Announcement

Collapse
No announcement yet.
X
  • Filter
  • Time
  • Show
Clear All
new posts

  • Is -fastsample- still available? (A faster alternative to -sample- for large datasets)

    Does anyone know of a faster (perhaps more recent) alternative to -sample- for large datasets?

    I could not find the 2014 package:
    https://www.stata.com/statalist/arch.../msg00008.html

  • #2
    Perhaps you can use the Stata code by Andrew Maurer (who wrote `fastsample`) provided in the Statalist link you showed:
    Code:
    ************** Define mata functions **********************
    mata
    
    void fastbsample(real scalar n)
    // faster alternative to stata's bsample.
    // .2s vs 55.6s in one test
    {
        
        real scalar origN
        real vector allnum, allstr
        
        // check for errors
        if ((n-ceil(n)!=0) | (n <= 0)) _error(9,"n must be a positive integer")
        if (st_nobs() == 0) _error(9,"cannot sample empty dataset")
        
        // declare objects
        allnum = J(1,0,.)
        allstr = J(1,0,.)
        v = st_nvar()
    
        // separate string and numeric variables
        for (i=1;i<=v;i++) if (st_isnumvar(i)==1) allnum = allnum, i; else allstr = allstr, i;
        
        st_view(Nvars=.,.,allnum)
        st_sview(Svars=.,.,allstr)
        
        origN = rows(Nvars)
        
        // manually add extra obs if origN < n
        if (origN < n) {
            st_addobs(n - origN,1)
            st_view(Nvars=.,.,allnum)
            st_sview(Svars=.,.,allstr)
        }
    
        /*
        Below: slightly less efficient to store vector obstokeep than direct
        subscripting. We only have to if Nvars and Svars are both nonempty
        */
        if (cols(allstr) == 0) Nvars[|1,.\n,.|] = Nvars[ceil(origN*runiform(n,1)),.]
        else if (cols(allnum) == 0) Svars[|1,.\n,.|] = Svars[ceil(origN*runiform(n,1)),.]
        else {
            real vector obstokeep
            obstokeep = ceil(origN*runiform(n,1))
            Nvars[|1,.\n,.|] = Nvars[obstokeep,.]
            Svars[|1,.\n,.|] = Svars[obstokeep,.]
        }
    
        st_keepobsin((1,n))
        
    }
    
    void fastsample(real scalar N)
    // faster alternative to stata's sample.
    // 1.6s vs 58.9s in one test
    {
        
        real scalar origN, L, n, i
        real vector allnum, allstr, obstokeep
        
        // check for errors
        L = st_nobs()
        if ((N-ceil(N)!=0) | (N <= 0)) _error(9,"N must be a positive integer")
        if (L < N) _error(9,"cannot sample more observations than entire dataset")
        
        // initialize index    
        I = J(L,1,0) // index of rows to keep
        i = 0
    
        // first try - there could be collisions (the same row being called twice)
        obstokeep = ceil(L*runiform(N,1))
        I[obstokeep] = J(N,1,1)
    
        // iterate until we have a sample of N index values of L
        while (n!=0) {
            R = selectindex(!I) // remaining indices that may be chosen
            l = length(R) // total subindices
            n = N - (L-l) // remaining obs to get
    
            obstokeep = R[ceil(l*runiform(n,1))]
            I[obstokeep] = J(n,1,1)
            i++
        }
        printf("total iterations: %f\n", i)
    
        obstokeep = selectindex(I)
        st_keepobsin(obstokeep)
            
    }
    
    end
    ************** End function definitions *******************
    
    
    *********** Benchmark Stata's bsample vs fastbsample ********
    local reps 5
    tempfile temp
    
    set obs 10000000
    gen r=runiform()
    save `temp', replace
    
    
    forval i = 1/`reps' {
        use `temp', clear
        timer on 1
        bsample 5000
        //sample 5000, count
        timer off 1
    }
    
    forval i = 1/`reps' {
        use `temp', clear
        timer on 2
        mata: fastbsample(5000)
        //mata: fastsample(5000)
        timer off 2
    }
    
    timer list
    *********** End benchmark ***********************************
    I assume that `fastsample` did essentially use these Mata functions.
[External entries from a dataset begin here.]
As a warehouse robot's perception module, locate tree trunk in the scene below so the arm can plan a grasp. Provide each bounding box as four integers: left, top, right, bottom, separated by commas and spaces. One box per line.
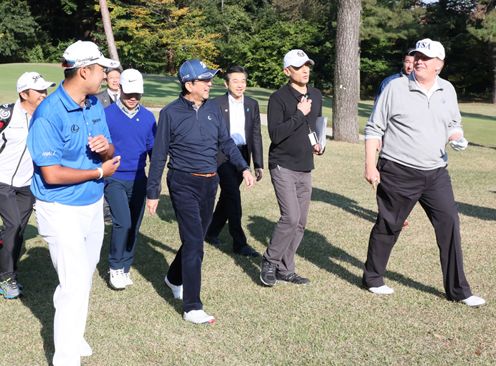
491, 42, 496, 104
99, 0, 119, 61
332, 0, 362, 143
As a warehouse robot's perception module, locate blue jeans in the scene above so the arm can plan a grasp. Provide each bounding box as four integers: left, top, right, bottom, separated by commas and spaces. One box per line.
167, 169, 219, 312
105, 177, 146, 272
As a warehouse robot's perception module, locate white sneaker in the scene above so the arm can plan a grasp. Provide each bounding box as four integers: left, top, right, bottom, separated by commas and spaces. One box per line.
462, 295, 486, 308
164, 276, 183, 300
109, 268, 127, 290
79, 338, 93, 357
124, 270, 134, 286
183, 310, 215, 324
369, 285, 394, 295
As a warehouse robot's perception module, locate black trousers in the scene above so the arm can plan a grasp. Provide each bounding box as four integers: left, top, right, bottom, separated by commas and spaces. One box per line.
167, 169, 219, 312
0, 183, 34, 281
207, 161, 246, 250
363, 159, 472, 301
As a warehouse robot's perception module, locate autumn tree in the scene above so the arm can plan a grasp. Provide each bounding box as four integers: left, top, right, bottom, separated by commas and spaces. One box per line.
109, 0, 219, 74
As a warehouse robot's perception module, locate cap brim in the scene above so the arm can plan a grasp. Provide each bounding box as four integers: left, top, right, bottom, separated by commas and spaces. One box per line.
121, 84, 143, 94
17, 81, 55, 93
284, 58, 315, 68
94, 57, 121, 69
196, 69, 219, 80
408, 49, 442, 60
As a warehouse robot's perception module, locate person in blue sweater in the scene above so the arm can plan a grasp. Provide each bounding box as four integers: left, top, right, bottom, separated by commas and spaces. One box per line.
101, 69, 156, 290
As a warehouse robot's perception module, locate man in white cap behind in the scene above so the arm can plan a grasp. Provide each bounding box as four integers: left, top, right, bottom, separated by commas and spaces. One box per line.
363, 38, 485, 307
260, 49, 322, 286
0, 72, 55, 299
28, 41, 120, 366
105, 69, 157, 290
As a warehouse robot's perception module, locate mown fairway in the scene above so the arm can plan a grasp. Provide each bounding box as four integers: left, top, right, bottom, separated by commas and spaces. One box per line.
0, 63, 496, 366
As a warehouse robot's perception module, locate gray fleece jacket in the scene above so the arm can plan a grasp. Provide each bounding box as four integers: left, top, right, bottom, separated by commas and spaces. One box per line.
365, 73, 463, 170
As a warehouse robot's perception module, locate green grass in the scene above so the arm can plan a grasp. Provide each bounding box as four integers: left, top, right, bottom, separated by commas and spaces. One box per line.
0, 128, 496, 366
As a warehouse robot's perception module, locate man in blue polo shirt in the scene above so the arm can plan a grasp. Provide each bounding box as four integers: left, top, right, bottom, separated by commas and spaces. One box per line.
146, 60, 255, 324
28, 41, 120, 366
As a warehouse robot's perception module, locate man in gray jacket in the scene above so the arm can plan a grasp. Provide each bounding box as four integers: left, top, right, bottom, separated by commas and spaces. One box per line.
363, 38, 485, 307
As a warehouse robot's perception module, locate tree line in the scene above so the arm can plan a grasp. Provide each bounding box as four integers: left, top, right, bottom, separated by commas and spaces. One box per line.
0, 0, 496, 102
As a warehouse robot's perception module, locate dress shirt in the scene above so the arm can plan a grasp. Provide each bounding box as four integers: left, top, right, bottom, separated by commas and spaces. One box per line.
228, 94, 246, 146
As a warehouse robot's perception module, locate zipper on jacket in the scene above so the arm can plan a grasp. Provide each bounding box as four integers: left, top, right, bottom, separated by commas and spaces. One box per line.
10, 113, 29, 187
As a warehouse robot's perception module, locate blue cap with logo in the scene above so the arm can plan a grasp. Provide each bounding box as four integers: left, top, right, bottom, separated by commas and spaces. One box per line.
178, 59, 219, 83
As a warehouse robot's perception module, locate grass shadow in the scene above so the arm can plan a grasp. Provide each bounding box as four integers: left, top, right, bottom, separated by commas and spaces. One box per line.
205, 233, 261, 284
97, 195, 182, 314
19, 247, 58, 365
468, 142, 496, 150
132, 234, 183, 315
248, 216, 444, 297
457, 202, 496, 221
312, 187, 377, 222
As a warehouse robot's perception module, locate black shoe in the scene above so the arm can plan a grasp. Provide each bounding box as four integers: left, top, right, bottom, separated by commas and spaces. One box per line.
205, 235, 220, 246
234, 244, 260, 257
276, 272, 310, 285
260, 258, 277, 287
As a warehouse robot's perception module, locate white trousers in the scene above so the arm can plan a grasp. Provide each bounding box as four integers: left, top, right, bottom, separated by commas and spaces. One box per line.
36, 198, 104, 366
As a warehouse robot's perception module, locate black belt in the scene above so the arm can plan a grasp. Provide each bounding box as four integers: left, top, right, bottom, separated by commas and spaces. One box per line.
191, 172, 217, 178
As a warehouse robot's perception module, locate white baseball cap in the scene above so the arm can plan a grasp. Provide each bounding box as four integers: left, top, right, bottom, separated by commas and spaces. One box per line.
17, 72, 55, 93
284, 50, 315, 68
120, 69, 143, 94
62, 41, 120, 69
409, 38, 446, 60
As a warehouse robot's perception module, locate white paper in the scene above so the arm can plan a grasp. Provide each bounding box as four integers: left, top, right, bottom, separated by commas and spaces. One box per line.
315, 117, 327, 151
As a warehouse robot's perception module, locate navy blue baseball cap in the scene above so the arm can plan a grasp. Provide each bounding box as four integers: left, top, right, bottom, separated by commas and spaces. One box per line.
177, 59, 219, 83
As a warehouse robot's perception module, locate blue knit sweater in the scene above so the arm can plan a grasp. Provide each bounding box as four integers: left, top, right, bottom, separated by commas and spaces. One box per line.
105, 103, 157, 180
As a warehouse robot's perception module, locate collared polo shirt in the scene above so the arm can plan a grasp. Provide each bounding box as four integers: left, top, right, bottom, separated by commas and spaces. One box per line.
27, 83, 111, 206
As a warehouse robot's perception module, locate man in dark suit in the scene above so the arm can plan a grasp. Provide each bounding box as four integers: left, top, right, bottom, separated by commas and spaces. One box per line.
205, 66, 263, 257
95, 69, 121, 108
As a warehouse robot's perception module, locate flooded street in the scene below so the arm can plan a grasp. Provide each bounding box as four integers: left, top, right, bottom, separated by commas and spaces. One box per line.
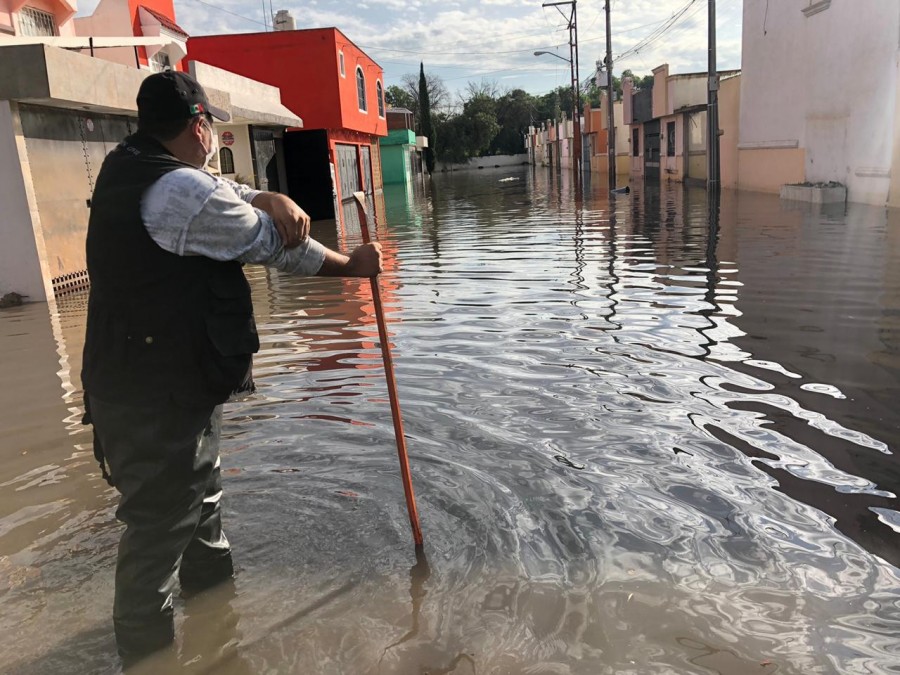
0, 167, 900, 675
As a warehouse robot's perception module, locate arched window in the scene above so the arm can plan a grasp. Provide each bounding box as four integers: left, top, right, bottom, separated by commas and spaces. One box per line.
219, 148, 234, 174
356, 66, 369, 112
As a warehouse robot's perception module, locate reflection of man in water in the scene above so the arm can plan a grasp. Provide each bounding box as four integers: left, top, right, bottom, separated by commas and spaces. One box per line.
82, 72, 381, 665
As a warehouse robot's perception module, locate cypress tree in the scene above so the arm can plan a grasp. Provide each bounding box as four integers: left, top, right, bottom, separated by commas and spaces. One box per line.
419, 62, 434, 175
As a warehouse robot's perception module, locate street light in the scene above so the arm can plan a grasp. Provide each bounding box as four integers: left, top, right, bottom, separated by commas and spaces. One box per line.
534, 51, 581, 177
534, 52, 572, 65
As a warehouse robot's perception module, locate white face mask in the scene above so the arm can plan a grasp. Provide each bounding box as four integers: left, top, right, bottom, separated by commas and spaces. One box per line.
203, 128, 219, 169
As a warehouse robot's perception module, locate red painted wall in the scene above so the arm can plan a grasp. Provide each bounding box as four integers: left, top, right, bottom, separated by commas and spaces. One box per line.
334, 30, 387, 136
187, 28, 387, 136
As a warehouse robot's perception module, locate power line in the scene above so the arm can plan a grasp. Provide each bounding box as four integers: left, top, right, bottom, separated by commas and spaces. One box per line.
616, 0, 697, 61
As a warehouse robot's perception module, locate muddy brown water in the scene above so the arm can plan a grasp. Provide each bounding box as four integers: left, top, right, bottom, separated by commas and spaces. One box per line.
0, 167, 900, 675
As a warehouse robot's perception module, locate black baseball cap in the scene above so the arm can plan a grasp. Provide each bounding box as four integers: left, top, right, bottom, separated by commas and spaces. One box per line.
138, 70, 231, 122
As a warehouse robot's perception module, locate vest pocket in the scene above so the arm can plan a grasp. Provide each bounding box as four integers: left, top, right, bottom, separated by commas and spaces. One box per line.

    I think I could put it into an .ado program, but I am sure others here will be able to do this much faster and more efficiently.
    Last edited by Dirk Enzmann; Yesterday, 08:12. Reason: Added suggestion to write a user-written program.

    Comment


    • #3
      Thanks, Dirk. I would need some time to check that implementation. I am not sure yet if i is completely correct or if it has any issues or biases. Would you feel confident just copying, pasting, and running that program as is?

      Comment


      • #4
        A good question -- others are certainly better placed to judge that. And I think that integration into a user-written program shouldn't be particularly complicated. Perhaps someone would consider this an interesting challenge?

        Comment


        • #5
          I also did a bit of Googling today but did not find any dofiles. Somewhere I read that a C++ plugin is involved, so maybe the implementation might be a bit more difficult. I suggest to either email the original author or contact KitBaum. Apparently, the ados were on ssc in the past, maybe they are in some archives?
          Best wishes

          Stata 18.0 MP | ORCID | Google Scholar

          Comment


          • #6
            Although not sure I don't believe that the "original" fastsample explicitely used a C++ plugin. I tried the two Mata functions with 10,000,000 cases and compared them each to sample and bsample drawing 5,000 cases for each (with set seed 12345 and each time new start of Stata). On my computer (what ever) and using Stata SE, the results are:
            Code:
            * sample vs. fastsample:
            . timer list
               1:     20.93 /        5 =       4.1862
               2:      1.31 /        5 =       0.2626
            
            * bsample vs. bfastsample:
            . timer list
               1:     43.47 /        5 =       8.6934
               2:      0.38 /        5 =       0.0750
            To validate I would compare the randomness of sampling using sample (or bsample) to the Mata function `fastsample` (or `fastbsample`).

            Comment


            • #7
              I'd also point here to -gsample-, -net describe gsample-
              That package is versatile in various ways, and on my machine completed a trimmed-down version of the task from above in about 1 sec. vs. 14 sec. It also can create samples by generating a frequency variable, which should be faster by avoiding the need to clear/use the entire data set before each sampling, a time cost not accounted for in the example above.

              Comment


              • #8
                Mike Lacy : Very promising! Do you (or anybody else) see any possibility to use this with bootstrap -- or is there an example on how to use it instead of bootstrap?

                Comment


                • #9
                  Thanks Dirk Enzmann. I was thinking of something like this:
                  Code:
                  sysuse auto, clear
                  local reps = 1000
                  local N = _N
                  // just for demo
                  gsample `N', gen(freq)
                  tab freq
                  drop freq
                  //
                  cap frame drop bootframe
                  frame create bootframe double mean
                  forval i = 1/`reps' {
                     gsample `N', gen(freq)
                     qui summ price [fweight=freq]
                     frame post bootframe (r(mean))
                     if mod(`i', 100) == 0 di "." _continue
                     drop freq
                  }[
                  di ""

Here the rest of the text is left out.